Treatment for Achilles tendinopathy depends on the location of injury and whether it is in the reactive or degenerative stage of injury. This is really important!

The 2 locations where achilles tendinopathy will present – insertional or midportion.

Insertional Achilles tendinopathy – at the insertion of the tendon into the heel bone (back of heel). This tendinopathy is due to excessive compression load on the tendon.

Midportion Achilles tendinopathy– within tendon normally 2-3cm above insertion into heel.
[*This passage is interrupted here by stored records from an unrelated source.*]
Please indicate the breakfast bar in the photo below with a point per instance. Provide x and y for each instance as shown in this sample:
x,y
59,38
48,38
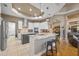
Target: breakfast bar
x,y
38,43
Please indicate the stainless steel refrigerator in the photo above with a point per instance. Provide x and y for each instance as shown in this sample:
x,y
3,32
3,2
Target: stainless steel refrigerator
x,y
3,37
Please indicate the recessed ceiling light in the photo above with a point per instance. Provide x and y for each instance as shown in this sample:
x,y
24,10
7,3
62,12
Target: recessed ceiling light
x,y
19,8
30,9
47,20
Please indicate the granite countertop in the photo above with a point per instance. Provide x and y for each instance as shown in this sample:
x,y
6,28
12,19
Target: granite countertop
x,y
42,36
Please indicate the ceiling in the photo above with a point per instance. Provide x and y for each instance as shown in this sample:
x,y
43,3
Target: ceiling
x,y
27,9
37,11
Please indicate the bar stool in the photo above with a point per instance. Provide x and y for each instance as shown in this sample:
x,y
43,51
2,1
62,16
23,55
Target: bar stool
x,y
50,43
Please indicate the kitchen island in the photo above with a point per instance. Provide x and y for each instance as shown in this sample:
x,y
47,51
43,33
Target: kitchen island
x,y
38,43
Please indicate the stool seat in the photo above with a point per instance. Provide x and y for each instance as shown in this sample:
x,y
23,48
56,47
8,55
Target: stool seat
x,y
50,43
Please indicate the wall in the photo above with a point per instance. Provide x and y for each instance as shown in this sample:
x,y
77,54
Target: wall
x,y
42,25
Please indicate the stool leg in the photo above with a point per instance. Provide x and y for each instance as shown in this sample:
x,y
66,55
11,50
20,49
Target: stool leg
x,y
47,50
52,49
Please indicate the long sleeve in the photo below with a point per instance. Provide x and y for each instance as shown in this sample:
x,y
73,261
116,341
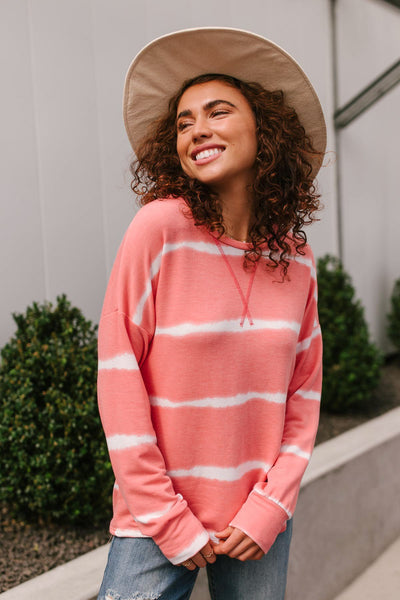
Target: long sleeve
x,y
271,503
126,330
Like most over-use soft tissue injuries – our approach at Foundation Podiatry to managing Achilles tendinopathy is to "calm it down – build it up". 

> This may initially involve certain footwear, modifying activity, avoiding certain stretches etc.
> Address any foot and lower limb biomechanics that may be contributing to the overload/compression of your tendon.
> If you’ve had your pain for some time and the tendon is quite degenerative then an assistance in tissue healing may be required through Medical Acupuncture, Low Level Laser therapy or Shockwave therapy.

Then most importantly a progressive tendon loading/ strengthening program needs to be introduced at the right time with the goal of getting your tendon resilient enough to once again handle the load required for your particular physical activity/ occupation.

Because of the progressive nature of Achilles tendinopathy, it is best to seek treatment as soon as possible. Early treatment allows for a much greater prognosis and minimises the risk of chronic tendon degeneration or rupture.

For chronic, resistant Achilles tendinopathy - Shockwave Therapy is the recommended treatment option as it is non-invasive, highly effective and relatively pain-free. Cortisone injection is not recommended and if left untreated for a long time surgery may be necessary.